There is 14 kg of mass kept on a chassis (consider chassis weightless). Chassis is having 2 identical rear wheels and 2 Steel caster ball wheels at front. Consider the weight distribution to be equal on each of the wheel. All wheels are coupled to a DC motor-gearbox (1:1) each.The Rear Wheels are having 80mm diameter and made up of rubber and the chassis car is to be moved on a dry vinyl flooring. Adhesion coefficient,μ = 0.85.
Find the motor torque required if the car is to be moved at 1.2 m/s.

Homework Equations

Torque, τ = F * D/2
F : traction force required
D: diameter of wheel

Traction force, F= β * W
W : weight
β : adhesion factor

The Attempt at a Solution

F = 0.85 * 14*9.81 = 116.74 N
and thus
τ = 116.74 * 0.080/2 = 4.67 N.mm

Are these formulations and method correct?
Where and how does the velocity comes into picture?

 

[haruspex]

It seems to me that you have computed the maximum torque that can be applied without skidding. Since no rolling resistance or drag data have been provided, there is no lower limit to the torque required to keep the vehicle moving at a steady speed.

 

[barryj]

I think your calculations are correct but your units should be N-m not N.mm.
I (we) assume the velocity is constant and that the torque is merely to overcome the adhesion force.

 

[haruspex]

I think your calculations are correct but your units should be N-m not N.mm.
I (we) assume the velocity is constant and that the torque is merely to overcome the adhesion force.
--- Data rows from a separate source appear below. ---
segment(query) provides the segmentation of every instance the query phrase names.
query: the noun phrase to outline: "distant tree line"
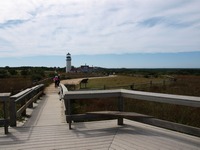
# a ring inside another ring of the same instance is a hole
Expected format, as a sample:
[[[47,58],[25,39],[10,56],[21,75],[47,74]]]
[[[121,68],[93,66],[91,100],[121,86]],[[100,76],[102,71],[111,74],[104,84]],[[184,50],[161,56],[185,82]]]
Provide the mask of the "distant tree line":
[[[107,74],[126,74],[126,75],[143,75],[146,77],[158,77],[160,75],[200,75],[200,69],[127,69],[127,68],[110,68],[104,69]]]
[[[46,77],[53,77],[54,72],[63,72],[65,68],[57,67],[0,67],[0,78],[29,77],[32,81],[39,81]]]
[[[9,77],[30,77],[34,80],[41,80],[46,77],[53,77],[55,71],[65,73],[65,67],[0,67],[0,78]],[[182,68],[165,68],[165,69],[145,69],[145,68],[98,68],[96,72],[105,75],[122,74],[122,75],[143,75],[145,77],[158,77],[160,75],[200,75],[200,69],[182,69]]]

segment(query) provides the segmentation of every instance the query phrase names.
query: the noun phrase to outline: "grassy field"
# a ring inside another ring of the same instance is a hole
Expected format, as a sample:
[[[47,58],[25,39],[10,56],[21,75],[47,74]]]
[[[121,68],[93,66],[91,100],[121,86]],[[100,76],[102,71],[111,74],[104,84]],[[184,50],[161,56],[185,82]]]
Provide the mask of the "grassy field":
[[[93,78],[88,80],[88,89],[113,89],[113,88],[128,88],[134,85],[137,88],[139,85],[149,85],[150,83],[163,84],[164,78],[144,78],[133,76],[109,76],[104,78]]]
[[[168,84],[152,84],[152,86],[138,86],[137,90],[200,96],[200,76],[177,76],[176,82]],[[87,88],[101,89],[102,87],[118,88],[132,83],[163,82],[163,78],[142,78],[117,76],[109,78],[89,79]],[[144,84],[142,84],[144,85]],[[117,110],[116,101],[111,99],[94,99],[73,102],[73,113],[85,113],[87,111]],[[200,127],[200,109],[141,100],[125,99],[125,111],[138,112],[151,115],[159,119],[182,123],[194,127]]]

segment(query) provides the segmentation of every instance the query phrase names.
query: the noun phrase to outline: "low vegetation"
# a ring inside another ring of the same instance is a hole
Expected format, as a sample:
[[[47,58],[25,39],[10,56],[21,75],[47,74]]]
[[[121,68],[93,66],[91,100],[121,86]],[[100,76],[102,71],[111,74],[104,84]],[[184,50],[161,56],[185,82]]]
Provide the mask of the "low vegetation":
[[[200,69],[104,69],[93,73],[65,74],[64,68],[4,67],[0,68],[0,92],[16,93],[33,83],[51,78],[55,70],[61,79],[102,76],[89,79],[86,89],[134,89],[179,95],[200,96]],[[108,75],[110,75],[108,76]],[[113,77],[114,75],[114,77]],[[115,76],[117,75],[117,76]],[[170,76],[175,77],[169,78]],[[97,110],[117,110],[115,99],[74,101],[74,113]],[[178,105],[160,104],[141,100],[125,99],[125,111],[155,116],[160,119],[200,127],[200,109]],[[3,115],[0,104],[0,118]]]
[[[145,82],[160,82],[163,78],[144,77],[124,77],[90,79],[87,88],[100,88],[102,86],[119,88],[119,86],[130,85],[132,83],[141,84],[135,90],[159,92],[168,94],[200,96],[200,76],[180,75],[176,76],[176,81],[168,84],[152,84],[146,86]],[[85,113],[87,111],[117,110],[116,101],[111,99],[95,99],[74,101],[74,113]],[[194,127],[200,127],[200,109],[179,105],[163,104],[157,102],[147,102],[141,100],[125,99],[125,111],[137,112],[151,115],[159,119],[182,123]]]

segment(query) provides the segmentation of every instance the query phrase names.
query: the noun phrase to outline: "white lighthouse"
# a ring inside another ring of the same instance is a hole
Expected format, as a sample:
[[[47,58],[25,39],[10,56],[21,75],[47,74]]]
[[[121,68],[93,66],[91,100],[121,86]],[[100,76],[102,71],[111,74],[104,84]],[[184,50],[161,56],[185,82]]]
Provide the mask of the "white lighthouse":
[[[71,54],[68,53],[66,56],[66,72],[70,72],[71,70]]]

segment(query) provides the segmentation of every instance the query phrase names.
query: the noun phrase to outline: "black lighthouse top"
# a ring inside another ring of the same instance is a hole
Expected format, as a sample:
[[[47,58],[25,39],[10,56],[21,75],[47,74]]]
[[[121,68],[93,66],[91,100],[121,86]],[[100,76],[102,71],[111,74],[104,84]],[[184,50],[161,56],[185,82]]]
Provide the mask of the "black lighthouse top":
[[[67,61],[71,61],[71,54],[70,53],[67,54],[66,59],[67,59]]]

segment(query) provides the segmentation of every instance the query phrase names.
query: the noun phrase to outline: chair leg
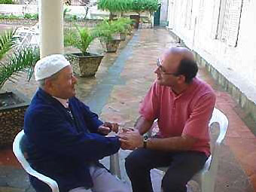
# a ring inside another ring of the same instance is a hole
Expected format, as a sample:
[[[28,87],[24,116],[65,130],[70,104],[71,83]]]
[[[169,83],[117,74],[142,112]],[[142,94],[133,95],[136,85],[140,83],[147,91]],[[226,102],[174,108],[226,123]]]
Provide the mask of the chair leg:
[[[215,191],[215,181],[209,175],[204,175],[202,177],[201,192],[214,192]]]

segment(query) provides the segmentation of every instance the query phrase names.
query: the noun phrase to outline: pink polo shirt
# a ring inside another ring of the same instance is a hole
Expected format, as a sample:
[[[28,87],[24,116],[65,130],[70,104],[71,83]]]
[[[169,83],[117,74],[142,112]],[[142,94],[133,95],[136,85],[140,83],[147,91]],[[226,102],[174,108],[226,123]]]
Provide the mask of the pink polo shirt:
[[[140,106],[139,113],[147,120],[158,119],[162,138],[187,135],[198,139],[191,151],[210,154],[209,121],[215,103],[212,87],[195,78],[178,96],[171,87],[155,81]]]

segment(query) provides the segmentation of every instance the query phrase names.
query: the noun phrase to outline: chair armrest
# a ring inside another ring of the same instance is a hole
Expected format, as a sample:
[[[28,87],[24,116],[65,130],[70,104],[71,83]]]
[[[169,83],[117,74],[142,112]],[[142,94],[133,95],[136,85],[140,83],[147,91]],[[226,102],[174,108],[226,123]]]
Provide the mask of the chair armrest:
[[[59,192],[59,191],[58,184],[53,179],[38,172],[37,171],[33,169],[31,166],[27,167],[25,169],[29,175],[37,178],[40,181],[47,184],[51,188],[53,192]]]
[[[116,175],[120,179],[121,179],[118,152],[110,156],[109,163],[110,163],[109,169],[110,169],[111,173],[114,175]]]

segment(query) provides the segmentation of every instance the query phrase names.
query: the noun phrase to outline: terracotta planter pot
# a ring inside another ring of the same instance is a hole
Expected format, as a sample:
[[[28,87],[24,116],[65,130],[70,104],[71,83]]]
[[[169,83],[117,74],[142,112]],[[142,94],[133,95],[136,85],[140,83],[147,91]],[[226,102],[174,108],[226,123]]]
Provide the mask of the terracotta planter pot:
[[[17,91],[0,93],[0,148],[11,145],[24,125],[30,100]]]
[[[87,55],[82,53],[72,53],[67,55],[73,67],[74,73],[82,78],[93,77],[98,70],[103,55],[87,53]]]
[[[121,40],[120,39],[113,39],[108,42],[105,42],[104,41],[100,40],[100,42],[105,52],[115,53],[117,50],[120,41]]]
[[[117,33],[112,35],[113,39],[118,39],[121,41],[125,41],[126,35],[124,32]]]

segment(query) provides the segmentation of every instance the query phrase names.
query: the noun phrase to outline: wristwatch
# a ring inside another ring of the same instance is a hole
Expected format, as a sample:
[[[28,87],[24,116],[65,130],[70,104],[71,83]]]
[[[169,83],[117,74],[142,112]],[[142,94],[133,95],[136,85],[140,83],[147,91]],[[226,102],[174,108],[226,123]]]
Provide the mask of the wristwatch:
[[[143,137],[143,148],[147,148],[147,145],[148,142],[148,137],[147,136],[145,136]]]

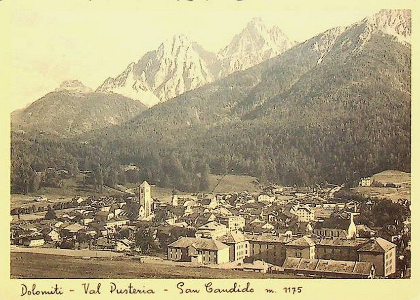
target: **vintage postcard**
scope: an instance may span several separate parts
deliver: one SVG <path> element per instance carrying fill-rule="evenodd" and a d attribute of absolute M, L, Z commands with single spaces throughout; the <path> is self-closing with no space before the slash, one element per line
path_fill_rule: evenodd
<path fill-rule="evenodd" d="M 4 299 L 420 296 L 417 6 L 0 1 Z"/>

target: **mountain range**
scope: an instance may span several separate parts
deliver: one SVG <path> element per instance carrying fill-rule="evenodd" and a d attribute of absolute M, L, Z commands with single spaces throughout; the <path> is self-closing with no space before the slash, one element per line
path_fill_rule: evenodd
<path fill-rule="evenodd" d="M 165 40 L 97 92 L 113 92 L 151 107 L 187 91 L 244 70 L 284 52 L 294 42 L 277 26 L 255 18 L 217 53 L 206 51 L 184 35 Z"/>
<path fill-rule="evenodd" d="M 182 47 L 181 40 L 187 39 L 176 37 L 91 93 L 105 95 L 111 90 L 117 93 L 113 89 L 118 87 L 138 86 L 156 96 L 157 104 L 106 129 L 93 126 L 60 147 L 84 167 L 88 161 L 107 170 L 117 162 L 132 163 L 152 182 L 184 189 L 194 186 L 196 174 L 206 169 L 203 164 L 216 174 L 247 174 L 284 184 L 348 182 L 385 169 L 408 171 L 411 22 L 409 10 L 381 10 L 295 45 L 272 29 L 269 35 L 283 41 L 273 39 L 276 48 L 256 38 L 255 32 L 261 31 L 256 29 L 263 27 L 255 20 L 215 55 L 194 43 L 186 41 L 190 45 Z M 250 38 L 256 39 L 248 44 L 259 54 L 239 46 Z M 181 56 L 199 57 L 206 68 L 200 69 L 200 80 L 183 77 L 183 92 L 175 85 L 180 89 L 166 94 L 173 81 L 161 77 L 149 81 L 148 74 L 179 70 L 176 60 L 168 59 L 160 69 L 153 62 L 165 57 L 165 45 L 175 44 L 179 47 L 171 49 L 188 48 Z M 126 85 L 127 78 L 131 81 Z M 148 89 L 140 88 L 146 83 Z M 12 128 L 13 122 L 12 118 Z M 83 148 L 72 150 L 77 143 Z M 19 143 L 14 145 L 19 148 Z"/>

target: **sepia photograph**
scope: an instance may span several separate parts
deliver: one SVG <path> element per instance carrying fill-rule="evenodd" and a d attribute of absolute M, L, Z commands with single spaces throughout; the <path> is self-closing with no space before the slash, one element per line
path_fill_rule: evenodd
<path fill-rule="evenodd" d="M 10 279 L 411 278 L 410 9 L 80 2 L 10 15 Z"/>

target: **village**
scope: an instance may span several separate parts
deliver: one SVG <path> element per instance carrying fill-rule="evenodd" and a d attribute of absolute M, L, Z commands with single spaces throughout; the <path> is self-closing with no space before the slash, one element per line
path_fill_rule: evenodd
<path fill-rule="evenodd" d="M 375 184 L 364 178 L 359 187 Z M 382 187 L 391 184 L 398 187 L 395 183 Z M 409 188 L 409 183 L 403 184 Z M 366 216 L 385 214 L 382 203 L 388 202 L 346 196 L 343 187 L 271 184 L 257 193 L 186 194 L 174 189 L 170 200 L 164 201 L 154 197 L 153 186 L 144 181 L 125 194 L 75 196 L 71 201 L 31 209 L 44 216 L 13 222 L 11 247 L 12 252 L 46 249 L 62 255 L 85 250 L 86 260 L 89 253 L 102 253 L 98 257 L 103 259 L 118 254 L 220 272 L 266 273 L 268 278 L 272 273 L 409 277 L 409 198 L 389 201 L 406 212 L 400 219 L 372 226 Z M 44 198 L 37 196 L 34 201 Z M 19 218 L 22 213 L 11 211 Z"/>

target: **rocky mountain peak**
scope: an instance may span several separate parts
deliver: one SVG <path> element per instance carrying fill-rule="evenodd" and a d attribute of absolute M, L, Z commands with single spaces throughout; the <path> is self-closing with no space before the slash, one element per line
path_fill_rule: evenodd
<path fill-rule="evenodd" d="M 399 41 L 411 44 L 411 10 L 382 9 L 365 21 L 375 29 L 396 37 Z"/>
<path fill-rule="evenodd" d="M 72 92 L 81 94 L 86 94 L 92 92 L 92 89 L 84 84 L 78 79 L 68 80 L 63 82 L 55 91 Z"/>

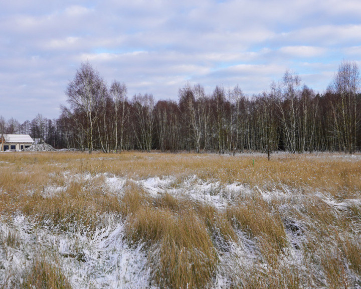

That assumes 'adhesion coefficient' means that the wheels are tending to stick to the floor, resulting in a constant drag as the vehicle advances. The term was unfamiliar to me so I did a little research before posting (above). As far as I can make out, it is just another term for static friction. This led me to conclude, as I said, that what has been computed in the OP is the maximum torque that can be applied without skidding.